Teamwork is a set of interrelated reasoning, actions and behaviors of team members that facilitate common objectives. Teamwork theory and experiments have resulted in a set of states and processes for team effectiveness in both human-human and agent-agent teams. However, human-agent teaming is less well studied because it is so new and involves asymmetry in policy and intent not present in human teams. To optimize team performance in human-agent teaming, it is critical that agents infer human intent and adapt their polices for smooth coordination. Most literature in human-agent teaming builds agents referencing a learned human model. Though these agents are guaranteed to perform well with the learned model, they lay heavy assumptions on human policy such as optimality and consistency, which is unlikely in many real-world scenarios. In this paper, we propose a novel adaptive agent architecture in human-model-free setting on a two-player cooperative game, namely Team Space Fortress (TSF). Previous human-human team research have shown complementary policies in TSF game and diversity in human players' skill, which encourages us to relax the assumptions on human policy. Therefore, we discard learning human models from human data, and instead use an adaptation strategy on a pre-trained library of exemplar policies composed of RL algorithms or rule-based methods with minimal assumptions of human behavior.
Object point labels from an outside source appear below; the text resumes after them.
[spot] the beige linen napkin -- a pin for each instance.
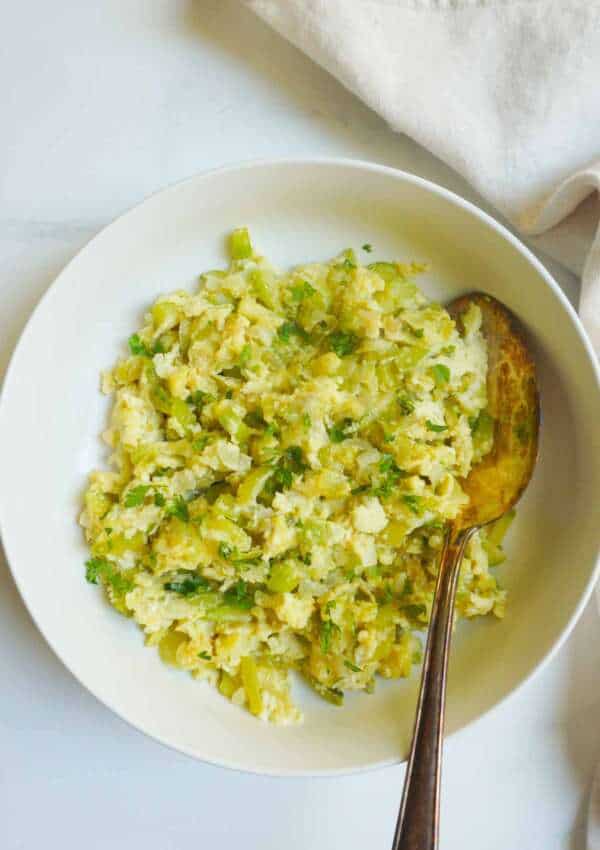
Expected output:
(507, 92)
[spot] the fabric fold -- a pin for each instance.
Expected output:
(504, 91)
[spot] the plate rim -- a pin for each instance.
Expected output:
(325, 161)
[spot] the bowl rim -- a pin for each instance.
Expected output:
(318, 162)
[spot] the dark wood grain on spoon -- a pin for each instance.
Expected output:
(493, 486)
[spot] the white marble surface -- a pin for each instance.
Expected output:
(102, 104)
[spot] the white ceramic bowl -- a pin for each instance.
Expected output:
(52, 413)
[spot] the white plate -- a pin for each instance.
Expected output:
(52, 413)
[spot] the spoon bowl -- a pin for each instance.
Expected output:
(494, 486)
(496, 483)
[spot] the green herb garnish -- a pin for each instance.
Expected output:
(302, 290)
(441, 374)
(178, 508)
(327, 630)
(136, 496)
(340, 432)
(188, 586)
(343, 343)
(226, 550)
(239, 596)
(286, 330)
(406, 404)
(413, 502)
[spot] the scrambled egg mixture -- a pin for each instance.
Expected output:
(287, 451)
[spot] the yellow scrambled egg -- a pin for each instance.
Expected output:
(287, 451)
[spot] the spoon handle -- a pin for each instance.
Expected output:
(418, 821)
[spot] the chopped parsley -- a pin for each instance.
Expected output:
(188, 586)
(109, 575)
(406, 404)
(239, 596)
(437, 429)
(340, 432)
(327, 630)
(441, 374)
(226, 550)
(290, 463)
(199, 398)
(302, 290)
(343, 343)
(136, 496)
(178, 508)
(137, 347)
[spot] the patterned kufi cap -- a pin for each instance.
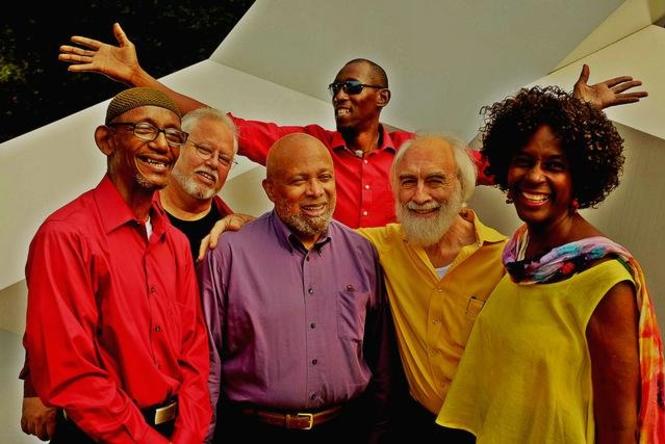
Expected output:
(136, 97)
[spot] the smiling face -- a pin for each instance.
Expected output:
(358, 110)
(136, 165)
(540, 180)
(201, 178)
(428, 191)
(301, 184)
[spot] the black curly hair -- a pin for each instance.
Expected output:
(589, 140)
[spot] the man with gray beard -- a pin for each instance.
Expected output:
(192, 205)
(440, 265)
(299, 325)
(190, 199)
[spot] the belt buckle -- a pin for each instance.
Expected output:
(310, 419)
(164, 414)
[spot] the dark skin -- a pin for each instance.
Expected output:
(541, 185)
(120, 63)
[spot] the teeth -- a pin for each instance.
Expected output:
(155, 163)
(535, 197)
(208, 176)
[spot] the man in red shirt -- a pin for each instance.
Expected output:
(115, 336)
(362, 149)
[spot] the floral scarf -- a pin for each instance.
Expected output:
(575, 257)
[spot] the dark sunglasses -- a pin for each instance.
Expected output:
(351, 87)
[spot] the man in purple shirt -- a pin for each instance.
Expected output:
(299, 326)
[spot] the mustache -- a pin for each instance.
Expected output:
(423, 207)
(210, 171)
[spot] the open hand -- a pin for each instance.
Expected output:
(611, 92)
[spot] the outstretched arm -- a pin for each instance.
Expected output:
(119, 63)
(611, 92)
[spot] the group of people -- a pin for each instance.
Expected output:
(369, 303)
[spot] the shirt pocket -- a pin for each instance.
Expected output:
(351, 312)
(473, 307)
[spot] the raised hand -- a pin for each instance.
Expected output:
(608, 93)
(37, 419)
(120, 63)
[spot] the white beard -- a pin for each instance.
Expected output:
(428, 231)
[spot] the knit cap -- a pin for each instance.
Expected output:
(135, 97)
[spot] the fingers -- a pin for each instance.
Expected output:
(120, 35)
(73, 58)
(76, 50)
(624, 99)
(25, 426)
(41, 431)
(617, 80)
(50, 425)
(625, 85)
(205, 243)
(584, 75)
(85, 41)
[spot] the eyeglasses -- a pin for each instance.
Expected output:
(206, 154)
(351, 87)
(145, 131)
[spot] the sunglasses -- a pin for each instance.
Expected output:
(350, 87)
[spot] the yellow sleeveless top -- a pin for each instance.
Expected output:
(525, 376)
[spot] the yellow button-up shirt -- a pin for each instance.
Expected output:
(433, 316)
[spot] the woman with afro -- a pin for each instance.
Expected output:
(567, 348)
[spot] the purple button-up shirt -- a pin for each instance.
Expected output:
(293, 329)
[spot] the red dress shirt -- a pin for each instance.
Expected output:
(364, 194)
(114, 320)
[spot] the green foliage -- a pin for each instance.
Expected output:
(36, 89)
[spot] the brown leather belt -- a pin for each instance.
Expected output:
(298, 421)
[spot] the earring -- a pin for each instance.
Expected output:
(574, 204)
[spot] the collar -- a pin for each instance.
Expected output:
(484, 234)
(289, 240)
(115, 211)
(337, 142)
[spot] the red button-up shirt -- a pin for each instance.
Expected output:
(364, 195)
(114, 320)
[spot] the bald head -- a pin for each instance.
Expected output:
(294, 151)
(300, 181)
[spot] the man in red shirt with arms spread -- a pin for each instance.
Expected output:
(115, 335)
(362, 148)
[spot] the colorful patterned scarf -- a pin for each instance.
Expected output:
(574, 257)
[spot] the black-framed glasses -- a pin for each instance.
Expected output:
(206, 154)
(145, 131)
(350, 87)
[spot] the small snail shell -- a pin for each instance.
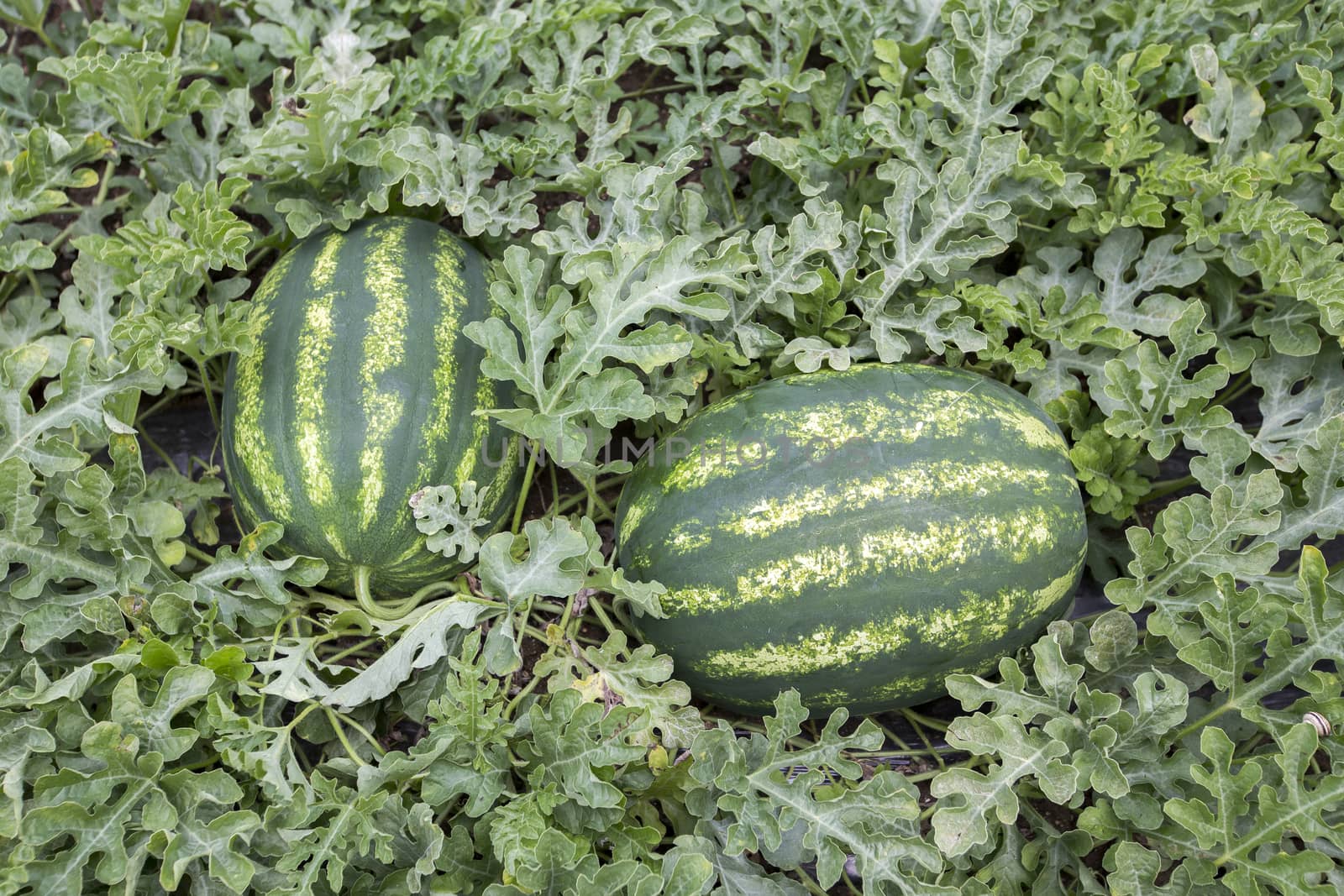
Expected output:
(1320, 723)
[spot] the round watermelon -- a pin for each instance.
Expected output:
(360, 391)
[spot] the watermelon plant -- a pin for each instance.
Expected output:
(1124, 217)
(362, 390)
(857, 537)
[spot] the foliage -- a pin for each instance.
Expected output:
(1129, 211)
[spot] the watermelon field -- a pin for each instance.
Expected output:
(738, 448)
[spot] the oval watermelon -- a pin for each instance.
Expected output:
(360, 392)
(855, 535)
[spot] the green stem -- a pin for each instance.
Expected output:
(365, 597)
(596, 606)
(1168, 486)
(723, 176)
(201, 555)
(811, 886)
(528, 486)
(925, 720)
(342, 738)
(517, 698)
(158, 450)
(338, 658)
(924, 738)
(210, 394)
(575, 500)
(1203, 720)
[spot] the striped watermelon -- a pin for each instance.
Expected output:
(362, 391)
(855, 535)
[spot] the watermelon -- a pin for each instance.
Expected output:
(853, 535)
(360, 391)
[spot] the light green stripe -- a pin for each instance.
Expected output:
(452, 291)
(934, 414)
(914, 481)
(249, 439)
(894, 689)
(324, 266)
(1016, 537)
(311, 367)
(383, 349)
(976, 620)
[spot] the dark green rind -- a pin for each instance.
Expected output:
(391, 546)
(920, 665)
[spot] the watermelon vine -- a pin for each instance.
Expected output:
(1129, 214)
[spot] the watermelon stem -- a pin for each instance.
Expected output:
(528, 486)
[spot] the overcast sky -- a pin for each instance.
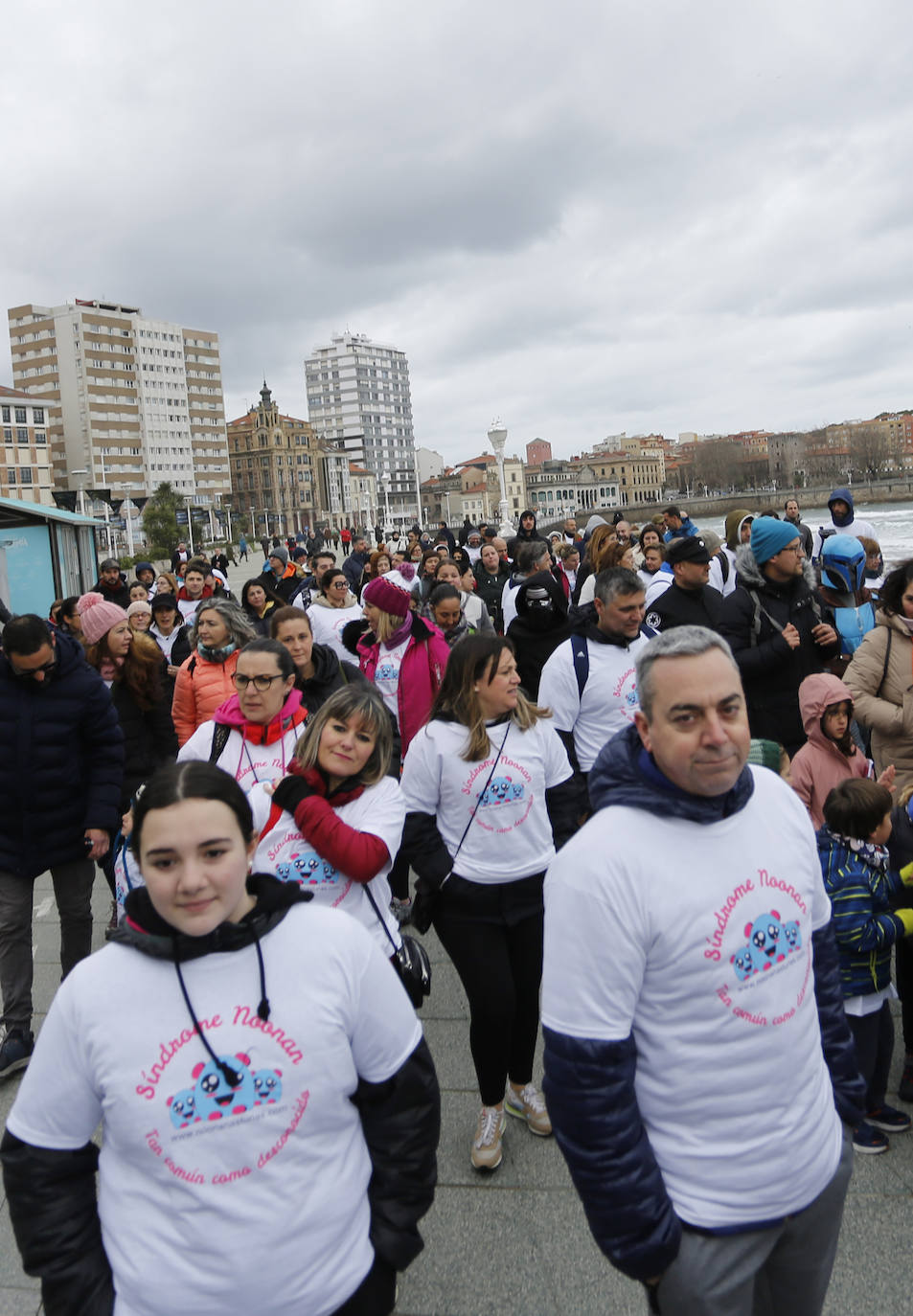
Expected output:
(582, 217)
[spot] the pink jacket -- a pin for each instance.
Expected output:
(422, 674)
(820, 766)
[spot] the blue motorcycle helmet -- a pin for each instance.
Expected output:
(842, 562)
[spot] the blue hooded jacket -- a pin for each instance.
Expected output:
(589, 1082)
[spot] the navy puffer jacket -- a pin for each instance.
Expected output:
(62, 763)
(589, 1082)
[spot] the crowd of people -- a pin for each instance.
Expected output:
(468, 734)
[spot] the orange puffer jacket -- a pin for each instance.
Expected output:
(200, 687)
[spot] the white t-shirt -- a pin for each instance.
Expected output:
(511, 833)
(609, 696)
(328, 623)
(285, 853)
(697, 940)
(387, 674)
(658, 586)
(247, 763)
(212, 1199)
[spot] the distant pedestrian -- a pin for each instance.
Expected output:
(60, 777)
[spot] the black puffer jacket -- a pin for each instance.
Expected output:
(589, 1082)
(771, 670)
(490, 590)
(148, 737)
(536, 633)
(62, 762)
(331, 674)
(52, 1193)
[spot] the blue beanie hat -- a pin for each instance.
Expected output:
(770, 537)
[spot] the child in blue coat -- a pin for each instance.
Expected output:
(854, 864)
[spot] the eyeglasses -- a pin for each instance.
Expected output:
(34, 671)
(260, 683)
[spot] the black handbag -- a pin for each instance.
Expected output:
(409, 960)
(427, 896)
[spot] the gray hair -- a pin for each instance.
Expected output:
(239, 623)
(679, 643)
(617, 580)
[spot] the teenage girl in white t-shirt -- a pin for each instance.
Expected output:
(479, 836)
(262, 1059)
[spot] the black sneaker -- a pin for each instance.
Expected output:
(16, 1051)
(889, 1120)
(868, 1140)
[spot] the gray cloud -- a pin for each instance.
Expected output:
(585, 218)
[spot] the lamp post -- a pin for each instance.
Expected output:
(497, 437)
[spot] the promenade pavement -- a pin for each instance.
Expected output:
(517, 1241)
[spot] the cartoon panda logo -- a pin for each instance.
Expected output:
(182, 1108)
(215, 1095)
(267, 1084)
(765, 940)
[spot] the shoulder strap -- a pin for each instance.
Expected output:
(887, 658)
(218, 741)
(275, 813)
(581, 654)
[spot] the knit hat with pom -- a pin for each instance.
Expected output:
(98, 616)
(386, 594)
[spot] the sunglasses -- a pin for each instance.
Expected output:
(260, 683)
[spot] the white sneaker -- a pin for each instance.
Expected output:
(487, 1143)
(529, 1104)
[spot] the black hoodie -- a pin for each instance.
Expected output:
(52, 1192)
(331, 674)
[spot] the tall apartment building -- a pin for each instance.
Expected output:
(27, 470)
(138, 400)
(359, 401)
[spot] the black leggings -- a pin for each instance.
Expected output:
(874, 1038)
(493, 937)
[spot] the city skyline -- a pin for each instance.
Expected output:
(646, 220)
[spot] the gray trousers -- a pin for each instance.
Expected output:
(779, 1271)
(73, 893)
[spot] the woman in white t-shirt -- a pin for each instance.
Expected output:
(262, 1059)
(479, 834)
(334, 823)
(333, 608)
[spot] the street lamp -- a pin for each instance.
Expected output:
(497, 437)
(80, 474)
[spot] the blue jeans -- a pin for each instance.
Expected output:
(73, 893)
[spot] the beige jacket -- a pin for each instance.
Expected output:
(883, 695)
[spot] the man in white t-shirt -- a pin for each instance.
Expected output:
(588, 682)
(697, 1055)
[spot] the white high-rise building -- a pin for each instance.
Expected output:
(359, 400)
(138, 400)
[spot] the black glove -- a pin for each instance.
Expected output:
(292, 791)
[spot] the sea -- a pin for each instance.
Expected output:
(892, 524)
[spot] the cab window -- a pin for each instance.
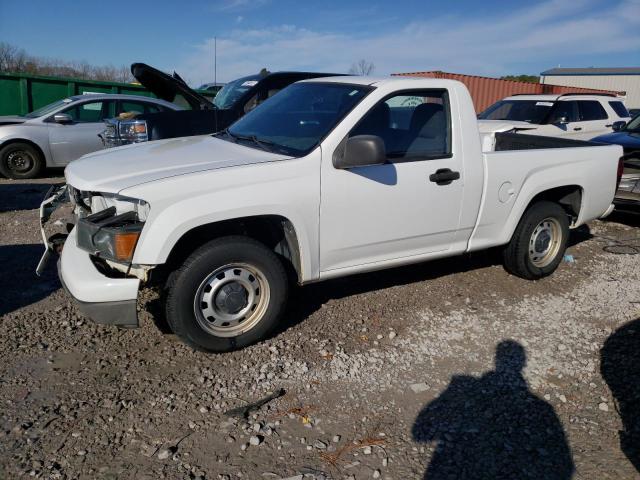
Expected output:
(620, 109)
(414, 125)
(90, 112)
(567, 111)
(138, 107)
(591, 110)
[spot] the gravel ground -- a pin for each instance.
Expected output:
(450, 369)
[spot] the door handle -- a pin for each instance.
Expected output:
(444, 176)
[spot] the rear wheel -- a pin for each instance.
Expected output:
(228, 294)
(20, 161)
(539, 242)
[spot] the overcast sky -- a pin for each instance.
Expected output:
(473, 37)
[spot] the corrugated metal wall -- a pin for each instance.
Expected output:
(627, 83)
(486, 91)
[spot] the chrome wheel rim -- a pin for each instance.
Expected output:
(20, 161)
(232, 300)
(545, 241)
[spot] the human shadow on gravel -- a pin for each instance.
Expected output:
(493, 427)
(22, 196)
(620, 368)
(19, 284)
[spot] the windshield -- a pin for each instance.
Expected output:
(633, 125)
(232, 91)
(296, 119)
(532, 111)
(41, 112)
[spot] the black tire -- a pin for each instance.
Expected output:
(20, 161)
(519, 255)
(232, 255)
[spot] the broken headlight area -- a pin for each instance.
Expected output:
(109, 235)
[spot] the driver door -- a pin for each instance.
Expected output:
(396, 210)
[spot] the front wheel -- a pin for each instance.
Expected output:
(20, 161)
(228, 294)
(539, 242)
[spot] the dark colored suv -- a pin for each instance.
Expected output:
(202, 116)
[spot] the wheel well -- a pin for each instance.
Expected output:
(274, 231)
(28, 142)
(568, 197)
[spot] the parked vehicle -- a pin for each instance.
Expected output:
(571, 115)
(234, 100)
(54, 135)
(628, 137)
(329, 178)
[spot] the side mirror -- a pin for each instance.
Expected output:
(62, 118)
(617, 126)
(361, 151)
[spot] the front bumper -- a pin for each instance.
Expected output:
(103, 299)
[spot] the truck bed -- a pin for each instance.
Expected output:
(518, 141)
(522, 165)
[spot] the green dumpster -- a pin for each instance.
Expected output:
(22, 93)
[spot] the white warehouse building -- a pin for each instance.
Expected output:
(616, 79)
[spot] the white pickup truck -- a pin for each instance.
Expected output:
(328, 178)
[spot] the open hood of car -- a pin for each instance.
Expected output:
(167, 87)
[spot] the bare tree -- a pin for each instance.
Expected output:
(362, 67)
(16, 60)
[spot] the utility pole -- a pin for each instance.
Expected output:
(215, 62)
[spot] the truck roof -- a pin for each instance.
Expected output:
(380, 81)
(563, 97)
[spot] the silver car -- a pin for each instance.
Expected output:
(54, 135)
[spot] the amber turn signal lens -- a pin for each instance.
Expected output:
(140, 128)
(125, 244)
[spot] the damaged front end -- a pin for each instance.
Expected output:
(108, 227)
(54, 231)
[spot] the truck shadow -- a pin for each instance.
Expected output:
(19, 284)
(620, 368)
(628, 217)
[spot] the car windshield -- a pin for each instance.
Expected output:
(296, 119)
(532, 111)
(633, 125)
(232, 91)
(41, 112)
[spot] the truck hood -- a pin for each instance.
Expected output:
(494, 126)
(168, 87)
(116, 169)
(12, 120)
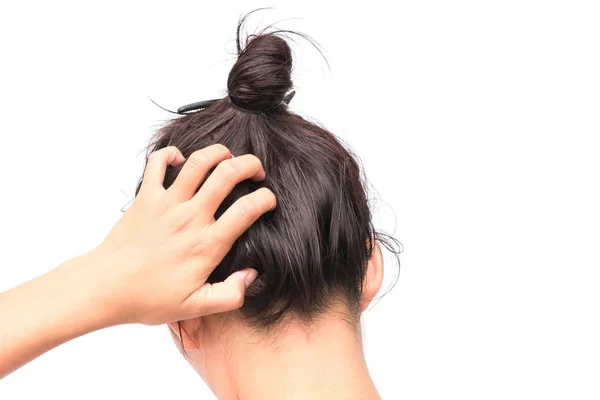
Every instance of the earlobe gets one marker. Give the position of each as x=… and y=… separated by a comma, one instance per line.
x=188, y=329
x=373, y=279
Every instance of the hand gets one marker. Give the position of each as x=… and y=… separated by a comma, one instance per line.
x=153, y=266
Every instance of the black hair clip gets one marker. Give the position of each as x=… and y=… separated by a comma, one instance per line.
x=201, y=105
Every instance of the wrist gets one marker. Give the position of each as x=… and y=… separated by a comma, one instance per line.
x=85, y=292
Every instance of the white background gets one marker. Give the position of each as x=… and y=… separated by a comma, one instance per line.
x=477, y=123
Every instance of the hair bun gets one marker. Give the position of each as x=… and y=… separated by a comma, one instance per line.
x=262, y=74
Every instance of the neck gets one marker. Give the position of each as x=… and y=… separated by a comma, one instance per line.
x=326, y=362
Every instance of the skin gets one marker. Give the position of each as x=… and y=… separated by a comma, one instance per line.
x=166, y=245
x=320, y=360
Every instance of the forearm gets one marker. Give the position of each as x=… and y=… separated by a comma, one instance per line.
x=45, y=312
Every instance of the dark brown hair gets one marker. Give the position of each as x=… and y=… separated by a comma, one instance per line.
x=314, y=247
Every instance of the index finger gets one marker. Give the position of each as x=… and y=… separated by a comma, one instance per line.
x=241, y=215
x=154, y=174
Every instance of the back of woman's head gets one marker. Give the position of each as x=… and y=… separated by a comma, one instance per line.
x=314, y=247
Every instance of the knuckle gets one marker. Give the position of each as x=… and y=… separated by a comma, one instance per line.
x=228, y=172
x=198, y=159
x=248, y=207
x=209, y=246
x=238, y=298
x=218, y=147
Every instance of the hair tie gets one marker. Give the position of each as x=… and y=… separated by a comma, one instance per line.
x=202, y=105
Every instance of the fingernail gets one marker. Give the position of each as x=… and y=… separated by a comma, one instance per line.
x=250, y=277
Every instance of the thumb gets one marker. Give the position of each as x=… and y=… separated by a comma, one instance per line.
x=222, y=296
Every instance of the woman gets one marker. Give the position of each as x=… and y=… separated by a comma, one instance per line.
x=298, y=333
x=311, y=264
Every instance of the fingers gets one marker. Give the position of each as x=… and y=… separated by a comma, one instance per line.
x=238, y=218
x=224, y=178
x=222, y=296
x=195, y=170
x=154, y=174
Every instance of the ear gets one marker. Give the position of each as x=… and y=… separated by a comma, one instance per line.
x=189, y=331
x=373, y=279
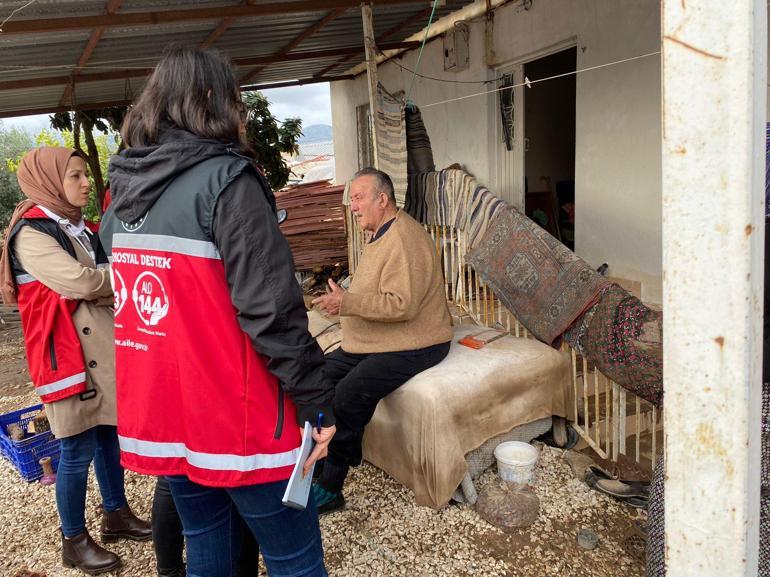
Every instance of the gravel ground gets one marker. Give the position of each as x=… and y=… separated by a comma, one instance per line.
x=381, y=532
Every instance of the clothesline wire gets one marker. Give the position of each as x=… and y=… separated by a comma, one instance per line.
x=19, y=9
x=528, y=82
x=422, y=47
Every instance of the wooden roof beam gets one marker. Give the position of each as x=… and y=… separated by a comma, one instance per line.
x=111, y=103
x=85, y=56
x=307, y=33
x=384, y=36
x=140, y=72
x=222, y=28
x=40, y=25
x=300, y=82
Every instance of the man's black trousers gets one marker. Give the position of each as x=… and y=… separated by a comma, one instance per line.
x=361, y=380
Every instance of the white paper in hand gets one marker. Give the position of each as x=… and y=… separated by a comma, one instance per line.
x=298, y=489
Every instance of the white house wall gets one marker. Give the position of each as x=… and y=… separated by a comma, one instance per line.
x=618, y=154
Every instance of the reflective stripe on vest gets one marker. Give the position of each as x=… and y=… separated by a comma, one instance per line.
x=185, y=246
x=60, y=385
x=211, y=461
The adaptation strategy relies on a novel similarity metric to infer human policy and then selects the most complementary policy in our library to maximize the team performance. The adaptive agent architecture can be deployed in real-time and generalize to any off-the-shelf static agents. We conducted human-agent experiments to evaluate the proposed adaptive agent framework, and demonstrated the suboptimality, diversity, and adaptability of human policies in human-agent teams.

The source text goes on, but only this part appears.